Q. Why did you choose the Himalayas? What was your motivation?
A. During my gap year between school and university, I spent some time travelling around Nepal. It was 2001 and the country was in the midst of a civil war. One afternoon, when I was sitting in an Internet café in Pokara, the owner burst in, pulling down the shutters and shouting something desperately in Nepali. A few minutes later, I heard gunfire. There was a violent protest against the current government and it had escalated into a riot. I was wondering what to do next when I met Binod, a Nepali man about my age, who took me under his wing and helped me until I could leave Nepal, which was becoming a war zone. I had no money but promised Binod that I would return to thank him for his kindness. So, 14 years later, when asked where I wanted to walk next, the Himalayas seemed like an obvious choice and Binod ended up walking part of the route with me.
Levison trekked up a two-mile icefall from the Gurez valley in Jammu and Kashmir
Q. You have mentioned that walkers on this route have always shared a bond.

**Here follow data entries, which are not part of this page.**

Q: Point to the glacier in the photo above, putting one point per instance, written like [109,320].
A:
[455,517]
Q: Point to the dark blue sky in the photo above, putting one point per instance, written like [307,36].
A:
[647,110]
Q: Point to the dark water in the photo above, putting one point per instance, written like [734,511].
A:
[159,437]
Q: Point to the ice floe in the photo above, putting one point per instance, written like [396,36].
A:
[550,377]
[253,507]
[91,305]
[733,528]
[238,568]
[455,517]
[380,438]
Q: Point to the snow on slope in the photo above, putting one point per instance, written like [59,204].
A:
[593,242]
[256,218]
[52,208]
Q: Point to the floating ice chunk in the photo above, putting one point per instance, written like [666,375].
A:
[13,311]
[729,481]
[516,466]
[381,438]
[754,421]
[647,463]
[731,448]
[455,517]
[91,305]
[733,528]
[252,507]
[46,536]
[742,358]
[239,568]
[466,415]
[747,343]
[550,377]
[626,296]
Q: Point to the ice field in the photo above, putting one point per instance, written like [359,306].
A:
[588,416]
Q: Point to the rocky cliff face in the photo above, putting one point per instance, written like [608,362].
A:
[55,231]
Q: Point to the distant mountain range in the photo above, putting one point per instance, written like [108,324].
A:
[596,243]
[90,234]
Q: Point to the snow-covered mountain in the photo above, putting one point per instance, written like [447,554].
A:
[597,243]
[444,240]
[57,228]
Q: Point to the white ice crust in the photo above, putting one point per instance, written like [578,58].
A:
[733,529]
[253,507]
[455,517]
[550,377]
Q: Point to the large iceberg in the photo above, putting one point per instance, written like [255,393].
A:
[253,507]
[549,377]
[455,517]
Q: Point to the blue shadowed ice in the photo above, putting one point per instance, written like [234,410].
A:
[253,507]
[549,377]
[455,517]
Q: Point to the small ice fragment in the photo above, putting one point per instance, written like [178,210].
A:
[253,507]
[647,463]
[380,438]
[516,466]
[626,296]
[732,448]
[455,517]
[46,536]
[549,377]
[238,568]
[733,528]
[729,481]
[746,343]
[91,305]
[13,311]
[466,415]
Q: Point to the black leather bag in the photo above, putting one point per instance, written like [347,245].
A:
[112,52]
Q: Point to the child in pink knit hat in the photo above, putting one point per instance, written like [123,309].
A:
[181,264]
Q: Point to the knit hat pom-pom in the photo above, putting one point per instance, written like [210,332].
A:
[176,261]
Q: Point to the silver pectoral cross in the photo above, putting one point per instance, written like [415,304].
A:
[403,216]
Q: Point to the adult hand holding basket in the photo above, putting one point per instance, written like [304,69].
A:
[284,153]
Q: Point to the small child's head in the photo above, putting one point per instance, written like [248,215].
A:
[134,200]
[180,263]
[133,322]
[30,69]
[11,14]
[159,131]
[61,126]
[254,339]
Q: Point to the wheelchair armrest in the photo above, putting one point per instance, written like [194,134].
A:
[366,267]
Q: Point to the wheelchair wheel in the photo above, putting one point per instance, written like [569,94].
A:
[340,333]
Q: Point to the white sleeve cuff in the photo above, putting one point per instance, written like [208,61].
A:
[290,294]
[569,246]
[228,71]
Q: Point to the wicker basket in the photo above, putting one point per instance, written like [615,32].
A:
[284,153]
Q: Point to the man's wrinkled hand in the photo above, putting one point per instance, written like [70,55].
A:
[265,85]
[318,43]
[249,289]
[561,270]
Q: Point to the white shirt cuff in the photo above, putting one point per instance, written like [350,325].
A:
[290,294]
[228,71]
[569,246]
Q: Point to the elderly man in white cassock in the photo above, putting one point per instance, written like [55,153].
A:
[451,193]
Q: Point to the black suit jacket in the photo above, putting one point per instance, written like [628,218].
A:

Could you elaborate?
A. It’s impossible to not get close when you are experiencing hardships and challenges every day together. Binod and I had a bond from our first meeting in 2001, one that only became stronger. On a philosophical note, if you walk, you are much more a part of everyone else going from A to B the same way, and you are viewed as a fellow traveller. It is easier to talk to people and learn their stories.
The Hanging bridge of Passu in Pakistan. Pics courtesy/ Walking the Himalayas published by hachette
Q. How did you perceive the change of cultures as you moved through different countries?
A. When people in the UK think of the Himalayas, they tend to picture only Mount Everest, but the whole range is incredibly diverse. The only thing that people of Afghanistan have in common with the people of Bhutan is that they are in the shadow of the mountains. In some areas, people were living a way of life that hadn’t altered for hundreds of years, whereas in others, the sons and daughters of nomads had ambitions to work in the IT sector. My motivation in doing the walks is to meet people and visit the various cultures and traditions I find along the way. I don’t walk to break world records, or to do it quicker than anyone else — I walk because I am interested in people and the countries themselves.
Walking The Himalayas, Levison Wood, Hachette, Rs 699. Available at leading bookstores and estores
Q. What made you take up travel and writing after serving in the army?
A. After I left the regular army, many of my friends went off to work in offices in cities, which was never something I was interested in. I always had an interest in travel writing and photography and ended up setting up a travel guide company, which I ran for five years, before I was approached to make Walking the Nile for Channel 4 in Britain. I have always read books by and about famous travellers — Burton, Speake, Livingstone and Eric Newby, Redmond O’Hanlon — and it seemed to me that if I could travel, write books and take photographs, that would be my ideal way of life. So far it is going very well.